An Anonymous hacker published the files to protest against the government

Jul 18, 2012 11:50 GMT  ·  By

An Anonymous-affiliated hacker that goes by the name of Stun, claims to have leaked Skype’s source code and the de-obfuscated binaries as a form of protest against the “governmental backdoor.”

“After Microsoft acquiring Skype for 8.5 billion dollars and proceeding to add back doors for government to the program, the software has been hacked and it's source code released,” Stun wrote next to links that point to three files hosted on The Pirate bay.

The hacktivist motivates his actions by pointing to articles that show that Skype is utilized as a medium to spread viruses onto the computers of activists from Syria.

However, experts state that the source code published by the hacker is actually the one leaked some time ago by a researcher who reverse engineered the Windows binaries.

Security researcher Janne Ahlberg says that the same files have been distributed already earlier this year.
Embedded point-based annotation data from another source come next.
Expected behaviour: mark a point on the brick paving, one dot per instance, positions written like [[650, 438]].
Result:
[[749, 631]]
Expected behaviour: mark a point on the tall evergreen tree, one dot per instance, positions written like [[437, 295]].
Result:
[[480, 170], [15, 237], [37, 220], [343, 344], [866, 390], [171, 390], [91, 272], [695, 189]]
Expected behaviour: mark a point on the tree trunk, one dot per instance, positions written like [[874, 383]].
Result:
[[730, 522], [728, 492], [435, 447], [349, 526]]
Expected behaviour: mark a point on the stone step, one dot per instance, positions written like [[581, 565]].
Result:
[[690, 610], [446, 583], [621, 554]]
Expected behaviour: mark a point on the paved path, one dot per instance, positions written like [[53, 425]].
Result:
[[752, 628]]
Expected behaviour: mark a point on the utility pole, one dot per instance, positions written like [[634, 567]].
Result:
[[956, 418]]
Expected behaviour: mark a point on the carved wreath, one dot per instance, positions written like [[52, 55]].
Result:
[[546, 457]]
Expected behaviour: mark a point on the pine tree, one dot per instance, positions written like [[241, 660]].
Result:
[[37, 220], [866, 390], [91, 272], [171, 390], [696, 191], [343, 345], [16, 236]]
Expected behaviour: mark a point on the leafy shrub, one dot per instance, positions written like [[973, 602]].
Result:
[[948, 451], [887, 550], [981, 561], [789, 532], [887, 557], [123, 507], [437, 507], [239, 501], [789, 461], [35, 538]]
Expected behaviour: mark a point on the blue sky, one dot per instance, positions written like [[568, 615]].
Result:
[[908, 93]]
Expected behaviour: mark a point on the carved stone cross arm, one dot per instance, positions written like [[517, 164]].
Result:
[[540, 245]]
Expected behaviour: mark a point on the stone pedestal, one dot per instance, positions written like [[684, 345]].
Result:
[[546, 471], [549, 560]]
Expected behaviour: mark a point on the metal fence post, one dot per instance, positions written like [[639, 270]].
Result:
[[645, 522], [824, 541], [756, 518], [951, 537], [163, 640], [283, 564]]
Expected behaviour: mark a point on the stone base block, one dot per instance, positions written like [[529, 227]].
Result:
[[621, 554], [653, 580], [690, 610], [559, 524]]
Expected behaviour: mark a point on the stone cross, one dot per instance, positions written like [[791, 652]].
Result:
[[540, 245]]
Furthermore, he believes that they’re part of the reverse engineering case in which Skype pursued the researcher, accusing him of “unauthorized use of their application for malicious activities.”
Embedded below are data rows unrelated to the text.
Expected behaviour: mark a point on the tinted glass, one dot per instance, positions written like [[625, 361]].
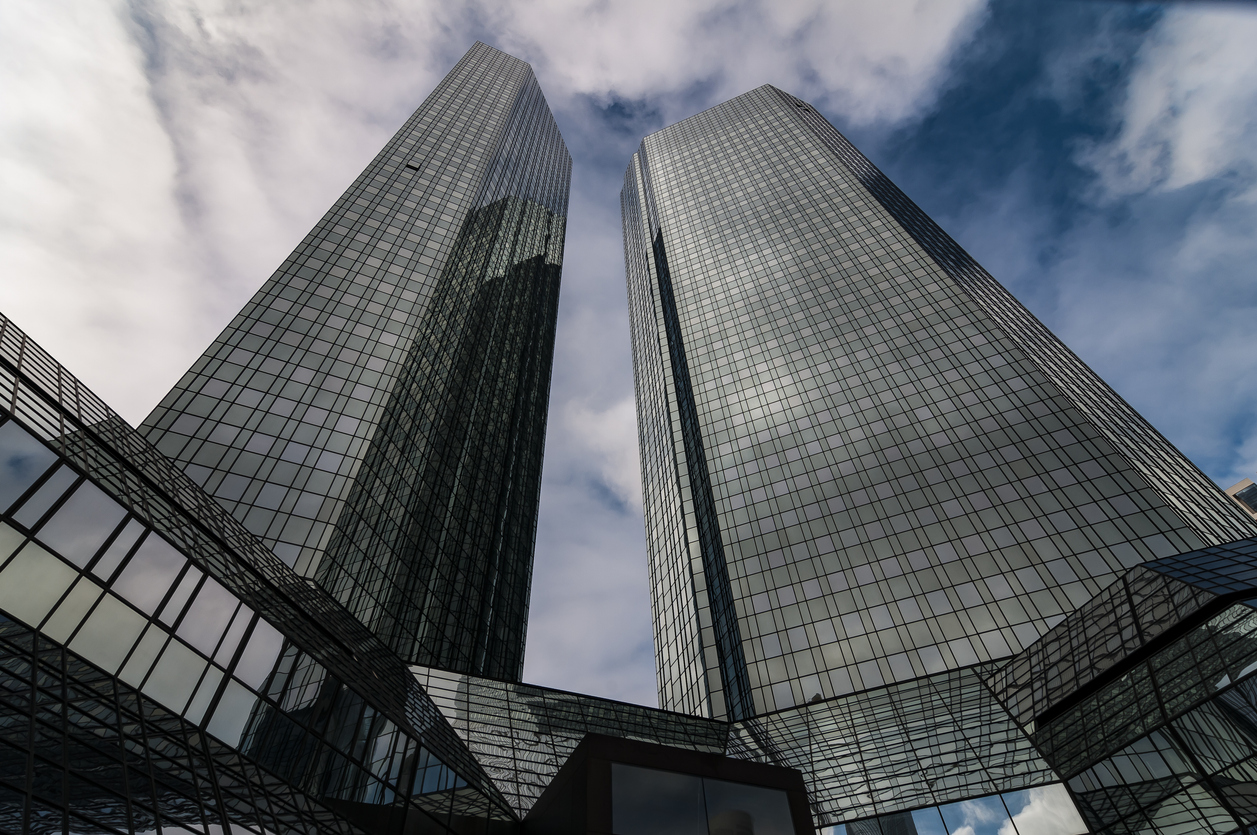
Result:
[[150, 574], [23, 459], [645, 801], [82, 525]]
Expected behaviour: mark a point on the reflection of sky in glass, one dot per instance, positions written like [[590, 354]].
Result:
[[1046, 810], [82, 523], [23, 459], [983, 816], [928, 821]]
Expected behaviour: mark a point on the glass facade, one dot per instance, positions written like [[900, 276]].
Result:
[[376, 414], [909, 555], [864, 462], [162, 670]]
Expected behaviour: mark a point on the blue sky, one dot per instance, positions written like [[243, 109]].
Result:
[[159, 160]]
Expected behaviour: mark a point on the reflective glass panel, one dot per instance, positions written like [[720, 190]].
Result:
[[117, 550], [1046, 810], [23, 459], [72, 610], [33, 582], [259, 657], [81, 525], [982, 816], [231, 713], [34, 508], [150, 574], [175, 675], [108, 634], [208, 616]]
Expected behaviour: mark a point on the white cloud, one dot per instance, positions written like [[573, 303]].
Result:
[[609, 438], [1048, 811], [1191, 108], [872, 60]]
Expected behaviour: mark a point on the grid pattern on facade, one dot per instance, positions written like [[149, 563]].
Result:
[[1155, 691], [523, 735], [1182, 484], [1095, 639], [83, 752], [688, 674], [900, 488], [1194, 774], [89, 562], [278, 419], [928, 742]]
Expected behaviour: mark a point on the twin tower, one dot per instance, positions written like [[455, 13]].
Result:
[[876, 488]]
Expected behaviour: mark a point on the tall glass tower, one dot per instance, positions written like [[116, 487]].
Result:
[[864, 460], [376, 413]]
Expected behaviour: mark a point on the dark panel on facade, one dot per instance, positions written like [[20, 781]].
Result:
[[376, 413]]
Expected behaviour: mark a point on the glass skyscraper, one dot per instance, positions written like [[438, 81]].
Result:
[[916, 570], [864, 460], [376, 414]]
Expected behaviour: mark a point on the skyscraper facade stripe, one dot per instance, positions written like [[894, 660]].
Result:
[[908, 473], [376, 413]]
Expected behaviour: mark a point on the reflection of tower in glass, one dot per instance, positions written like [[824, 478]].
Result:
[[376, 413]]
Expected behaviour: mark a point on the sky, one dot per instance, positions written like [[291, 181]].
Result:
[[159, 160]]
“I managed to get a copy of the file ‘skype55_59_deobfuscated’ from May. It is not Skype source code, but a reverse engineered version of the Windows binaries. The tool used in reverse engineering seems to be IDA disassembler/debugger,” Ahlberg told Softpedia in an email.

“Stun's tweet seems to be based on this reverse engineering project,” he concluded.

So there you have it. It seems that this is nothing more than a classic case of a hacker that takes the work of others and publishes it as his own.

Sophos researchers have analyzed the reverse engineering case of the Skype protocol. Head of Technology Paul Ducklin presented a detailed scenario of what would happen if the popular application’s source code actually got leaked.